The report states that the organization’s one-day campaign called 'Graham Graham Samskritam' (Sanskrit in every home) is aimed at establishing Sanskrit as the 'rajbhasha', a pan-India medium of spoken and written language. While the idea of having a single common language as a means of communication still has many takers in India it is so old-school that many advanced nations have abandoned such policies in favour of providing equal rights and privileges to all linguistic communities. So, how long are we going to continue to fool ourselves that the Indian Union needs a 'link language' that will serve as some kind of a unifying factor?

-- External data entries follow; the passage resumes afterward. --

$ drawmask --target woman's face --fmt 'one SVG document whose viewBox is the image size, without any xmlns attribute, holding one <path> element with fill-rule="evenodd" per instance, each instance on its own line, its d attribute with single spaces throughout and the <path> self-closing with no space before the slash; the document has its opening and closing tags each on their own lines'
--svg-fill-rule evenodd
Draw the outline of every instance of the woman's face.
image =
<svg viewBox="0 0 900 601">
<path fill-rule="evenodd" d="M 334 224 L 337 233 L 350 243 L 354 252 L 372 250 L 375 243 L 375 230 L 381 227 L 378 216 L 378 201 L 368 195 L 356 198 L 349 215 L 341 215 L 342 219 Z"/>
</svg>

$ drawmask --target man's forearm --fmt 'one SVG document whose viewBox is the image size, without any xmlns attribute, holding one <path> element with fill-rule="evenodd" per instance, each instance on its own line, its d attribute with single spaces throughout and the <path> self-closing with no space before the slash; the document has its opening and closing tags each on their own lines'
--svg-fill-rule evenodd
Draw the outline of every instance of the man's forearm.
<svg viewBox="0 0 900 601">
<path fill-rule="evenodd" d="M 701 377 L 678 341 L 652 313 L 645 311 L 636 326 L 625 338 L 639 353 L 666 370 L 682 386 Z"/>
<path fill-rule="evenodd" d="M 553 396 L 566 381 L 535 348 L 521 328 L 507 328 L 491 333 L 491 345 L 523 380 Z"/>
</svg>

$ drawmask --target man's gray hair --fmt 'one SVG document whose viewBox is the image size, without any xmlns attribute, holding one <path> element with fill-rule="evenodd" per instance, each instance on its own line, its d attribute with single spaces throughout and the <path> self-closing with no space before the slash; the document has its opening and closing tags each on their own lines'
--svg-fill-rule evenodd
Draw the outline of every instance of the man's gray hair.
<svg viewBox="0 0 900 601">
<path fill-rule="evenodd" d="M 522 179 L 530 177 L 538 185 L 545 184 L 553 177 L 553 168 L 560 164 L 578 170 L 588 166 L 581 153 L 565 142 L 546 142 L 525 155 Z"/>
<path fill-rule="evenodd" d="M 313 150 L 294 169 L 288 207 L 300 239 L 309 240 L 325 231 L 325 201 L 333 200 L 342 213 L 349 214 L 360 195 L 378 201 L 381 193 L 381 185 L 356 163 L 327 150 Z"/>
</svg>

It seems natural that nations, which are linguistically diverse should promote a link language to help facilitate communication across all its regions and also to serve as a national unifying factor. But as we have learnt from history, in the instances of Bangladesh, USSR etc., such attempts have mostly been counter-productive leading to frictions between linguistic groups and ethnicities, and have often resulted in disintegration of nations. On the other hand promoting different languages can enhance mutual trust between language groups and help achieve unity that national governments strive for. This can be seen in several countries in Europe like Belgium and Finland, where all languages are treated on par and the rights of its speakers are protected as a state policy. The European Union actively encourages fostering of linguistic and cultural diversities, as a way to promote integration between its member states.
How pragmatic is the promotion of Sanskrit in this age?
Questions of pragmatism and practical sense also arise. Sanskrit may have been used as a liturgical language by the learned few for more than two millennia in India but as linguists and historians attest, it (proto Sanskrit) evolved into various Prakrits more than two thousand years ago. These Prakrits evolved into the various languages and dialects spoken across the northern part of India today. What is the point in bringing back to speech (to whatever possible extent) a language that has already evolved into various languages and dialects? As we know it, speech is constantly under flux. So, even if one succeeded in bringing Sanskrit back to speech in a few groups and regions, it will inevitably change and evolve into different dialects in decades and centuries to come. Should one take up the Sanskrit campaign again then? This is not only so unnecessary and inefficient but also counter-productive.
Instead, it makes a lot more sense to promote various languages spoken across the country in education, administration and in all other possible spheres of life. It will not only help literacy and education, but also help people obtain citizen services and official government communication in the language they are most comfortable with. Often, some people argue that promotion of Sanskrit will enrich the other Indian languages too, but linguistically speaking this is a false argument. Also, why is Sanskrit being taken to every home? Don’t these homes already speak their mother tongues? What is the need to oblige them to speak Sanskrit in place of their respective mother tongues?
How good is Sanskrit as the medium of instruction?
The organization has also submitted a proposal to the Union government, says the report, to continue to use the mother tongue as the medium of instruction between class 1 and 8 and move to the Sanskrit medium from class 9 onwards. It is scientifically proven that for a child there is no better medium of instruction than his/ her mother tongue. In this respect the organization's proposal to use the mother tongue in the primary education is right. But its suggestion to switch to Sanskrit medium from class 9 is not justified. The decision to use a particular language or languages of instruction in schools should, at the most, be left to respective linguistic communities. Linguistic communities may work with their respective state governments towards an acceptable resolution on the medium of instruction if needed. Recommending Sanskrit medium to the children of several hundreds of different linguistic communities across a vast landmass of a billion plus population, without the consultation of the communities themselves is not correct.
In Karnatique, we have always supported the mother tongue as the medium of instruction, for scientific reasons. Not just primary education, even offering higher education in the mother tongue will benefit the respective linguistic communities. For their own benefit, linguistic communities should work towards that goal. But trying to promote a different language, be it English, Hindi or even Sanskrit as medium of instruction will be counter-productive. It should be noted that no country has ever progressed by using a language other than people’s language in education.
Such proposals to the Union Government too are inappropriate as the Union represents all linguistic communities and not just one or two. Private organizations are free to promote any language but they should not go to the extent of violating linguistic rights of other linguistic communities. Encouraging people to learn Sanskrit and teaching the language through private institutes and classes are all fine, but promoting it with the intent of making it a pan-India language, especially by using one’s influence in the Union Government, in order to serve as a language of official use throughout the country or introducing it as a medium of instruction in education on various other unsuspecting linguistic groups is a mistake.